This customized version of clusterfinder now takes command line arguments:
USAGE: ClusterFinder.py
The organism name is used to name the output files, which go in the current working directory.
The input table is the special format, outlined below. To make this table you can use the script clusterfinder_make_table.pl, which accepts a table of gene coordinates (either generated by prokka or prodigal), and the domain table from an hmmscan search against Pfam-A (made with the --domtblout option).

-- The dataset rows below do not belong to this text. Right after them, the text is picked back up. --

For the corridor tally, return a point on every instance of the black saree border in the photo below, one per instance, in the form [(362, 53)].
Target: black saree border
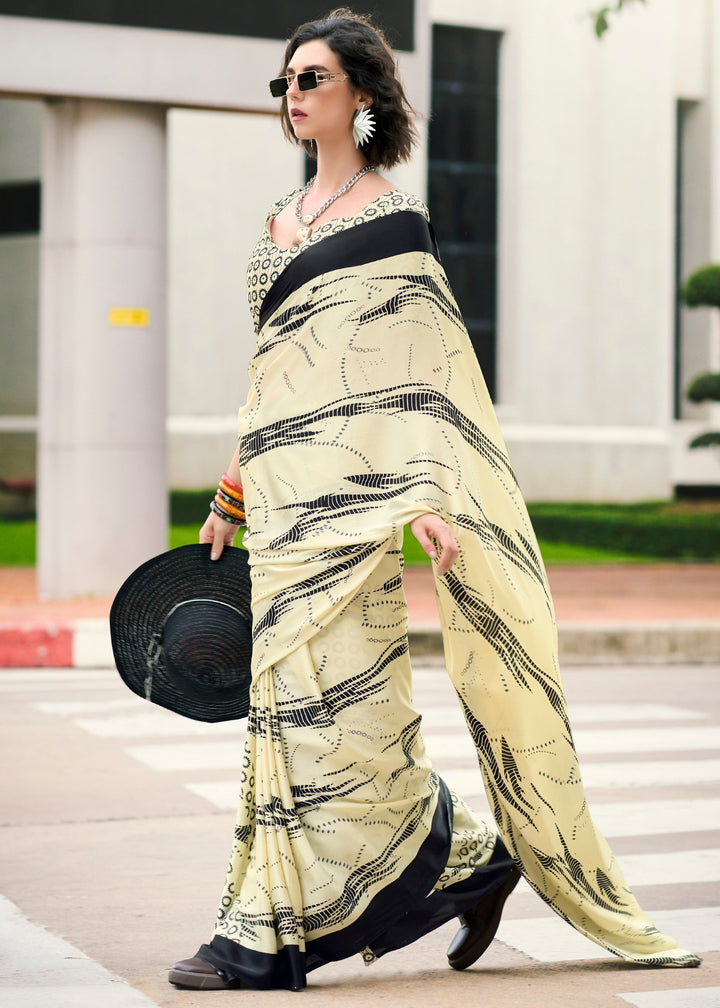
[(380, 238), (286, 969)]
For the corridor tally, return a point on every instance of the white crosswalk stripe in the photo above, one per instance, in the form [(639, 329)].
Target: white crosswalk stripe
[(639, 738)]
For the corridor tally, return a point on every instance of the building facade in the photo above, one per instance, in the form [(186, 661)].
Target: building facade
[(572, 181)]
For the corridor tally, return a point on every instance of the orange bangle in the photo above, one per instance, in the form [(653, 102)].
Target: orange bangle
[(229, 508), (231, 483)]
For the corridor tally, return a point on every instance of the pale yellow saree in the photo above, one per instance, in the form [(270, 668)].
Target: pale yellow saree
[(366, 409)]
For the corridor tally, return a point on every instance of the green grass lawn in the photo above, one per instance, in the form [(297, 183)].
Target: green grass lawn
[(17, 547)]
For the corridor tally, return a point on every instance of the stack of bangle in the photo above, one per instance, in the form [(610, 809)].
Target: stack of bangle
[(229, 502)]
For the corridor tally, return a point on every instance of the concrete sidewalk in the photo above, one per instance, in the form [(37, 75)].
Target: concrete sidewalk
[(628, 613)]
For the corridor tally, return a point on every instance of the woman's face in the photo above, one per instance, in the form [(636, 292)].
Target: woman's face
[(325, 113)]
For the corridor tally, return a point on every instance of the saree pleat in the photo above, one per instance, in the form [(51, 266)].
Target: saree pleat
[(366, 409)]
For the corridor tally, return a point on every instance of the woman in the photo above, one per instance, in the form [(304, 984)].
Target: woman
[(367, 411)]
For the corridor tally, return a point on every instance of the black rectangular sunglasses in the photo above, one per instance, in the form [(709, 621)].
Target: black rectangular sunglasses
[(308, 80)]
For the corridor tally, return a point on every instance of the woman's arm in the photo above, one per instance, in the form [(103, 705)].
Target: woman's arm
[(218, 532)]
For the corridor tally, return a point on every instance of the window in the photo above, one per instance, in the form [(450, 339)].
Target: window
[(462, 179)]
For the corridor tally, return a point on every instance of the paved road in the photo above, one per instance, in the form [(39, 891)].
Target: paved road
[(116, 826)]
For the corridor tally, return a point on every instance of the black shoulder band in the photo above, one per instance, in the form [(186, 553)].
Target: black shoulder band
[(392, 234)]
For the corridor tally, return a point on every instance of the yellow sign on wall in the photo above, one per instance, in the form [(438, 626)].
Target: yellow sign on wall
[(133, 318)]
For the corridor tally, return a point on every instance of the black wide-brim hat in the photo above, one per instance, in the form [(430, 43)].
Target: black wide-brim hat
[(182, 632)]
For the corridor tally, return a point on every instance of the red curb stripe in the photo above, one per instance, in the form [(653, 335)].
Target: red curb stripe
[(23, 646)]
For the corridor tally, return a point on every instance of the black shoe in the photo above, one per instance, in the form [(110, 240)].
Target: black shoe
[(479, 924)]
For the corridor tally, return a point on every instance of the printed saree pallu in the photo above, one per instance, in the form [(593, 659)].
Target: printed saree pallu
[(366, 409)]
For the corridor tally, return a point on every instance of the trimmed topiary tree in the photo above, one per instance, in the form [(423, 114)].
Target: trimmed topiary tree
[(702, 288)]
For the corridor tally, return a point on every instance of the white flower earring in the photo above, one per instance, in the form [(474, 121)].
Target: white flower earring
[(363, 126)]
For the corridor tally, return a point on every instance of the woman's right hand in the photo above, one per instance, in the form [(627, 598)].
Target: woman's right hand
[(218, 533)]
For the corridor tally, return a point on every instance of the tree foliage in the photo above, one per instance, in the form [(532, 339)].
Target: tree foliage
[(702, 289), (601, 16)]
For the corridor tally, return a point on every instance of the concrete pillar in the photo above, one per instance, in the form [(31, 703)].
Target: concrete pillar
[(102, 488)]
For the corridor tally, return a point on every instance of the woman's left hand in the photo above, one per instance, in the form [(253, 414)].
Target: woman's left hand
[(436, 537)]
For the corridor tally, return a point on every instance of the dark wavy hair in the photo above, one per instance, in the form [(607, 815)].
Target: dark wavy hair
[(367, 58)]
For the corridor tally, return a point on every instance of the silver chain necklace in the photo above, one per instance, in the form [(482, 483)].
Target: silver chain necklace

USAGE: clusterfinder_make_table.pl [OPTIONS] --gene_positions --hmmscan_table --organism_name <genus species, can be in quotes if it includes spaces> --organism_id --output
Options:
--type <prokka|prodigal> (table input type, default: prokka) --status <finished|draft> (sequencing status, default: draft)
The original ClusterFinder Readme follows...
Predicting biosynthetic gene clusters in genomes. Authors: Peter Cimermancic & Michael Fischbach
Requirements:
- python (2.X)
- numpy
Instructions:
-
an example of input file: example_input.txt: COLUMN DESCRIPTION:
- GeneID
- Sequencing status
- Organism name
- Scaffold OID
- Organism OID
- Locus Tag
- Gene Start
- Gene End
- Strand
- Pfam Template Start
- Pfam Template End
- Pfam Start
- Pfam End
- PfamID
- Pfam E-score
- Enzyme ID
-
if your input file format differs from the one above, please modify the file or lines 51-55 of the ClusterFinder.py script
-
an example of running ClusterFinder is shown in ClusterFinder.py script DESCRIPTION:
- modify paths (if not running from ClusterFinder directory - lines 7, 19 & 20)
- name the organism and the input file - lines 15 & 16
- run: python ClusterFinder.py
-
testing run: python ClusterFinder.py without making any changes to the files
-
OUTPUT1 [organims_name.out]: same as input + a column with probability values
-
OUTPUT2 [organism_name.clusters.out]: same as OUTPUT1, but only for the domains from gene clusters that have passed the filtering steps.